İçinde yaşadığımız topraklarda da insanlar çok ama çok acı gördü. Kış eğlencesine giden 78 yurttaşın geçen hafta Kartalkaya Kayak Otelinde yanması, dumandan boğulması bir kader değildir. Tedbirsizliğin, açgözlülüğün, iş bilmezliğin işlediği bir cinayettir. Düşünüyorum da bu ülkede yalnız bireysel değil toplumsal cinayetlerin de sayısını hatırlamakta zorlanıyorum. Adaletin gerçekleşeceği konusundaki inançsızlığım bu olayda da devam ediyor. Evet, biz neden böyle olduk? İnsan olmak istiyorduk.

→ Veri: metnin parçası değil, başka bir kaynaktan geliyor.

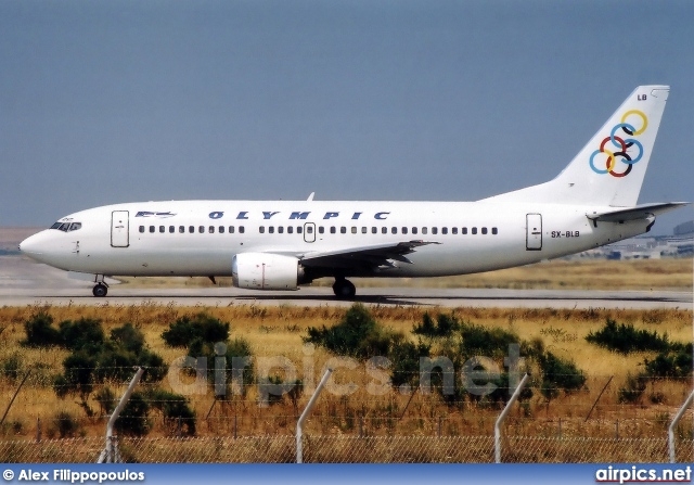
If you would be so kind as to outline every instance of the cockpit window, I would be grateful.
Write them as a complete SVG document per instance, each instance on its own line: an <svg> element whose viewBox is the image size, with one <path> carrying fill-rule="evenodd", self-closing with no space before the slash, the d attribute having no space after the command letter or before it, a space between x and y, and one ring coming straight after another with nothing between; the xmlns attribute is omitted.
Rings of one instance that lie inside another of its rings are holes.
<svg viewBox="0 0 694 485"><path fill-rule="evenodd" d="M81 222L55 222L51 229L57 229L63 232L72 232L82 228Z"/></svg>

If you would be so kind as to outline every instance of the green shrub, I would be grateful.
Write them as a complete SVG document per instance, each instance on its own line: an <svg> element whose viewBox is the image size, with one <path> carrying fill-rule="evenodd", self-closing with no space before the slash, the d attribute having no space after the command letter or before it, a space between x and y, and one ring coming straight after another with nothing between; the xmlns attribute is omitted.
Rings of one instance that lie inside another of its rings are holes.
<svg viewBox="0 0 694 485"><path fill-rule="evenodd" d="M149 413L150 405L142 393L136 391L120 411L114 427L118 434L144 436L151 429Z"/></svg>
<svg viewBox="0 0 694 485"><path fill-rule="evenodd" d="M75 322L62 321L60 334L63 345L68 350L98 353L106 341L101 322L92 318L80 318Z"/></svg>
<svg viewBox="0 0 694 485"><path fill-rule="evenodd" d="M632 375L627 373L627 382L619 387L617 400L619 403L637 403L646 390L646 378L643 374Z"/></svg>
<svg viewBox="0 0 694 485"><path fill-rule="evenodd" d="M79 350L70 354L63 360L64 381L66 394L78 393L82 400L87 400L94 386L94 371L97 370L97 358L86 352Z"/></svg>
<svg viewBox="0 0 694 485"><path fill-rule="evenodd" d="M94 400L99 403L102 414L111 414L118 404L116 400L116 393L114 393L108 386L104 386L97 391L94 394Z"/></svg>
<svg viewBox="0 0 694 485"><path fill-rule="evenodd" d="M520 339L515 333L500 328L487 329L474 323L461 324L462 343L459 353L465 358L486 356L503 358L509 352L509 345L519 344Z"/></svg>
<svg viewBox="0 0 694 485"><path fill-rule="evenodd" d="M337 355L370 358L387 355L393 335L374 320L365 306L355 304L336 326L330 329L310 327L304 342Z"/></svg>
<svg viewBox="0 0 694 485"><path fill-rule="evenodd" d="M562 359L551 352L538 359L542 372L540 393L548 399L554 399L560 391L571 393L586 384L586 375L569 360Z"/></svg>
<svg viewBox="0 0 694 485"><path fill-rule="evenodd" d="M111 331L111 341L125 350L140 354L145 348L144 334L132 323L126 323Z"/></svg>
<svg viewBox="0 0 694 485"><path fill-rule="evenodd" d="M190 408L185 397L163 390L153 390L146 397L151 408L162 412L164 425L170 434L178 433L180 422L181 433L195 435L195 412Z"/></svg>
<svg viewBox="0 0 694 485"><path fill-rule="evenodd" d="M189 348L190 344L197 339L211 344L227 341L229 328L229 323L222 323L218 319L201 312L193 317L179 318L162 333L162 339L169 347Z"/></svg>
<svg viewBox="0 0 694 485"><path fill-rule="evenodd" d="M57 329L53 328L53 317L46 311L39 311L24 322L26 340L22 345L29 347L49 347L62 345L63 341Z"/></svg>
<svg viewBox="0 0 694 485"><path fill-rule="evenodd" d="M57 432L61 438L74 438L80 430L80 424L77 419L67 411L59 411L53 418L53 429L49 431L49 434Z"/></svg>
<svg viewBox="0 0 694 485"><path fill-rule="evenodd" d="M436 317L435 323L429 314L424 314L424 317L422 317L422 323L415 326L412 329L412 333L429 339L447 337L451 336L453 332L460 330L460 322L452 315L448 316L439 314Z"/></svg>
<svg viewBox="0 0 694 485"><path fill-rule="evenodd" d="M24 362L22 356L14 352L7 359L0 362L0 372L7 379L16 381L20 378L20 373L24 369Z"/></svg>
<svg viewBox="0 0 694 485"><path fill-rule="evenodd" d="M644 350L666 352L670 348L667 334L660 336L655 331L637 330L631 323L617 324L611 318L607 319L605 327L595 333L590 332L586 340L620 354Z"/></svg>
<svg viewBox="0 0 694 485"><path fill-rule="evenodd" d="M644 359L646 374L654 378L691 378L694 344L678 347L678 350L664 352L653 360Z"/></svg>

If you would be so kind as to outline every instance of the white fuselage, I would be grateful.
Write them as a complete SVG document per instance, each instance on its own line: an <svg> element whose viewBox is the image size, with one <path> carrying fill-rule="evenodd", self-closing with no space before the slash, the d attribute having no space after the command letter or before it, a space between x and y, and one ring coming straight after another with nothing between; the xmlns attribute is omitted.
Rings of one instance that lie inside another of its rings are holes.
<svg viewBox="0 0 694 485"><path fill-rule="evenodd" d="M102 206L60 219L22 251L51 266L107 276L230 276L242 253L304 257L428 241L407 261L345 276L437 277L578 253L643 233L652 220L594 225L605 207L493 202L188 201ZM57 224L56 224L57 225Z"/></svg>

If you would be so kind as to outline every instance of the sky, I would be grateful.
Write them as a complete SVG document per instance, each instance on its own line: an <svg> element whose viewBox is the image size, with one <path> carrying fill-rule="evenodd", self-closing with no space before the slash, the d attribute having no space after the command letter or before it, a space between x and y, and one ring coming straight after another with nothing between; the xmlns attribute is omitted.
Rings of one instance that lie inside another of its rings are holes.
<svg viewBox="0 0 694 485"><path fill-rule="evenodd" d="M692 201L693 25L691 0L2 0L0 226L474 201L554 178L644 84L671 91L639 202Z"/></svg>

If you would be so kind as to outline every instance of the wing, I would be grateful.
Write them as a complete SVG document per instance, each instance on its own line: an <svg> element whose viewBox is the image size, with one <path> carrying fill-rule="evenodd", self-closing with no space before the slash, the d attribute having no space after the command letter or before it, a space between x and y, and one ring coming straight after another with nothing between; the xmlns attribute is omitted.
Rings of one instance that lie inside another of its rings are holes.
<svg viewBox="0 0 694 485"><path fill-rule="evenodd" d="M657 216L668 210L676 209L683 205L689 205L689 202L666 202L659 204L642 204L635 207L628 208L615 208L614 210L603 213L590 213L586 214L593 224L599 221L603 222L624 222L626 220L647 219L652 216Z"/></svg>
<svg viewBox="0 0 694 485"><path fill-rule="evenodd" d="M349 247L322 253L307 253L300 258L301 265L308 268L347 268L374 271L397 267L395 261L412 264L407 258L417 247L428 244L440 244L436 241L403 241L390 244Z"/></svg>

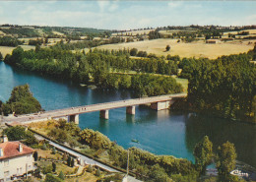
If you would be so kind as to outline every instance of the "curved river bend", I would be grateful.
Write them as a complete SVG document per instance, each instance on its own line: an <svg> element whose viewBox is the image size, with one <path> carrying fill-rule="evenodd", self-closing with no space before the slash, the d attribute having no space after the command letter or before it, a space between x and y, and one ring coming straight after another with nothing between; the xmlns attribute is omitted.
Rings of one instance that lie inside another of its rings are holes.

Rotayı yanlış yere çevirmişiz.

Bu haftaki yazıyı da Cahit Külebi’nin güzel bir şiiriyle bitirelim: Hikaye.

Sevgi hiç eksilmesin kalbimizden…

Hikaye

Senin dudakların pembe
Ellerin beyaz,
Al tut ellerimi bebek
Tut biraz!

Benim doğduğum köylerde
Ceviz ağaçları yoktu,
Ben bu yüzden serinliğe hasretim
Okşa biraz!

Benim doğduğum köylerde
Buğday tarlaları yoktu,
Dağıt saçlarını bebek
Savur biraz!

Benim doğduğum köyleri
Akşamları eşkıyalar basardı.
Ben bu yüzden yalnızlığı hiç sevmem
Konuş biraz!

Benim doğduğum köylerde
Kuzey rüzgarları eserdi,
Ve bu yüzden dudaklarım çatlaktır
Öp biraz!

Sen Türkiye gibi aydınlık ve güzelsin!
Benim doğduğum köyler de güzeldi,
Sen de anlat doğduğun yerleri,
Anlat biraz!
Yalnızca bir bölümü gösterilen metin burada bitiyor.